The philosophy behind MKL is that each CPU vendor provides an MKL for their CPU. If you expect to mix and match MKLs and CPUs, you don’t understand the goals of MKL.


That would be 'each CPU vendor provides an optimized BLAS library for their CPU'. The problem is that Intel's MKL is more than just BLAS.

But AMD does have its own optimized libraries:

https://developer.amd.com/amd-aocl/


Each CPU vendor or each CPU architecture? (genuinely asking, I don't know how it's intended)


The expectation in the HPC community is that an interested vendor will provide their own BLAS/LAPACK implementation (MKL is a BLAS/LAPACK implementation, along with a bunch of other stuff), which is well-tuned for their hardware. These sort of libraries aren't just tuned for an architecture, they might be tuned for a given generation or even particular SKUs.


I learned about this recently when trying to optimize ML test architecture running on Azure. It turns out having access to Ice Lake chips would allow optimizations that should decrease compute time and therefore cost by 20-30%.


Some AVX-512 stuff I guess?

AVX-512 had a rough rollout, but it seems like it is finally turning into something nice.


Each vendor. Intel BLAS (MKL) has Intel-specific optimizations and AMD BLAS has AMD-specific optimizations.

Intel is still acting in bad faith by allowing MKL to run in crippled mode on AMD. They should either let it use all available instructions or make it refuse to run.


The latest oneMKL versions have sgemm/dgemm kernels for Zen CPUs that are almost as fast as the AVX2 kernels (that require disabling Intel CPU detection on Zen).


Are there any implementations of MKL other than Intel's?


No. There are AMD's AOCL and Apple's 'Accelerate', but of subsets of the MKL only AFAIK.

https://developer.amd.com/amd-aocl/ https://developer.apple.com/documentation/accelerate


Accelerate and MKL have some overlap (notably BLAS, LAPACK, signal processing libraries and basic vectorized math operations), but each also contains a whole bunch of API that the other lacks. Neither is a subset of the other.

They both contain a sparse matrix library, but exactly what operations are offered is somewhat different between the two. They both have image processing operations, but fairly different ones. Accelerate has BNNS, MKL has its own set of deep learning interfaces...


In case you or anyone else knows, are there other libraries that implement a high performance sparse QR? Really, I need a Q-less QR factorization for sparse matrices. As far as I know, there are only two: one comes from MKL:

https://www.intel.com/content/www/us/en/developer/articles/t...
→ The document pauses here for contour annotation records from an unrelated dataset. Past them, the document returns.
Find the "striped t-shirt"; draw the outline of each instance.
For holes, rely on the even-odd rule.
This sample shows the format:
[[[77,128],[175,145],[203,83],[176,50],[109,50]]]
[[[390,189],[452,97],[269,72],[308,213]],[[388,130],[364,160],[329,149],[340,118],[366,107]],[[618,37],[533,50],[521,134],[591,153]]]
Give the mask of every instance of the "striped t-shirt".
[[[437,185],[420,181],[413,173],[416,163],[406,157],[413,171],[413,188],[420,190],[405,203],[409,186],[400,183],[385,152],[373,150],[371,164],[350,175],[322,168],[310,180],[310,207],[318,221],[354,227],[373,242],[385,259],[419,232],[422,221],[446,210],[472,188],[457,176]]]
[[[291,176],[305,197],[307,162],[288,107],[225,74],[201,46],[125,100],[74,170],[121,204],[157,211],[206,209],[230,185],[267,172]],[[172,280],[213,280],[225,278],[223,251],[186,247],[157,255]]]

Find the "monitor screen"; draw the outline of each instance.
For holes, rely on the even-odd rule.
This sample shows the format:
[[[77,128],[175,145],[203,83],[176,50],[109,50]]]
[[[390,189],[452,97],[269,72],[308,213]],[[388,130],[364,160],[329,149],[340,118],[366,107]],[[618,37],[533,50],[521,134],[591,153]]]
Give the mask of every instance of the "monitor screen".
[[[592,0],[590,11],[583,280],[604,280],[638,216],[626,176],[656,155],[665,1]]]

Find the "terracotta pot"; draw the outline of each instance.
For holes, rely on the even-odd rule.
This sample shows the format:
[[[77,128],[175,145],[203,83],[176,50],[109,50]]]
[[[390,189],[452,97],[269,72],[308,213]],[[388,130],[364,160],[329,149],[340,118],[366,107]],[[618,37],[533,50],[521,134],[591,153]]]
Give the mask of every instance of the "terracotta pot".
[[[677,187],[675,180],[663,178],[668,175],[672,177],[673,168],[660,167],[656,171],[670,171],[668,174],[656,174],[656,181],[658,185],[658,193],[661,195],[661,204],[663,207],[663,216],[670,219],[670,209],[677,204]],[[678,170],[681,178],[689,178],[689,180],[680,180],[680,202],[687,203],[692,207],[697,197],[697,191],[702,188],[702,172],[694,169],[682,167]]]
The other comes from SPQR, which is part of SuiteSparse:

https://people.engr.tamu.edu/davis/suitesparse.html

Part of the issue is that SPQR is dual licensed GPL/Commercial and the last time I checked a license was not cheap. Conversely, MKL has no redistribution fee, so it's been essentially the only option for this factorization if the code can't be bundled in a way compatible with the GPL.


Replying to [dead] sibling post from kxyvr: yes, Accelerate provides a Q-less sparse QR on Apple platforms (https://developer.apple.com/documentation/accelerate/sparse_..., in particular SparseFactorizationCholeskyAtA). I believe that MA49 from HSL does it as well, and may have more acceptable licensing than SuiteSparse depending on your situation.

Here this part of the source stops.